Chapter Twenty-Six

Fallujah, Iraq

July 31, 2011

As the helicopter landed just outside the village, Mack made sure he was the last one off. He took the rear position in the line as they started their approach. They covered the quarter mile quickly. It didn’t seem like anyone was around. George told the team this morning that locals reported an Al Qaeda leader hiding out there. When they got within a couple hundred yards, Mack saw the small house with the red door and the black X. Most of the houses had some kind of color on them, so it didn’t stand out too much, but Mack thought they could have been a little more subtle.

When the rest of the team had passed the house, he heard voices coming from a house about a hundred feet in front of their position. The rest of the team started hustling that way. Mack swerved to the right and entered through the red door. He saw the table. He pushed it aside and opened the trap door.

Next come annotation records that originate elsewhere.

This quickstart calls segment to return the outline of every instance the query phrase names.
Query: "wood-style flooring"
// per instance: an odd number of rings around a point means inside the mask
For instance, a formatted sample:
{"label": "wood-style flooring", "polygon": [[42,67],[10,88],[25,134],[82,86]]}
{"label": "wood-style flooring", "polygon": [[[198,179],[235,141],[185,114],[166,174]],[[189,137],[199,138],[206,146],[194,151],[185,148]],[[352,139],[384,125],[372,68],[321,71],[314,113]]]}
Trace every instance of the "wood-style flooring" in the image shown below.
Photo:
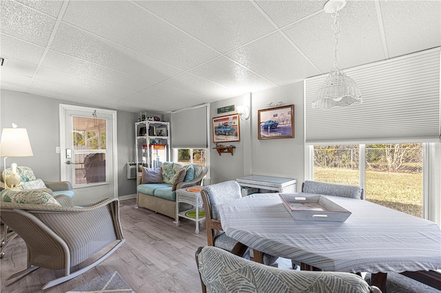
{"label": "wood-style flooring", "polygon": [[[194,222],[173,219],[145,208],[135,208],[136,199],[120,202],[120,217],[125,243],[106,260],[85,273],[44,291],[43,285],[63,275],[63,270],[39,268],[17,280],[5,279],[26,266],[26,246],[16,237],[0,259],[2,293],[64,293],[110,272],[118,271],[137,293],[201,292],[194,252],[207,245],[205,221],[200,233]],[[81,267],[90,261],[81,263]],[[77,269],[74,267],[72,271]]]}

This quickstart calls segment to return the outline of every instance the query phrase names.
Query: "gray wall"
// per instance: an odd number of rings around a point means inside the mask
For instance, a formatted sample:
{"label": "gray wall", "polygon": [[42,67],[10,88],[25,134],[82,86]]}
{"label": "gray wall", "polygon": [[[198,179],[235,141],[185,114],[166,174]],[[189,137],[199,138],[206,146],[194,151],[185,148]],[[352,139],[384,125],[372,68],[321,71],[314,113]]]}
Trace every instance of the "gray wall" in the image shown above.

As he climbed down into the dimly lit tunnel, he heard the house explode above him. He instinctively flung his body to the ground and covered his head. The tunnel walls shook violently, but didn’t collapse. He quickly got to his feet and flipped his goggles down to help see through the wall of dust ahead of him. He saw two people in front of him—motioning for him to follow. He heard his team in the distance scream his name. As the tunnel began to clear, he started running. It only took a few minutes for their screaming voices to fade out behind him.

***

“Mack!” Chase screamed. “Mack! Answer me!”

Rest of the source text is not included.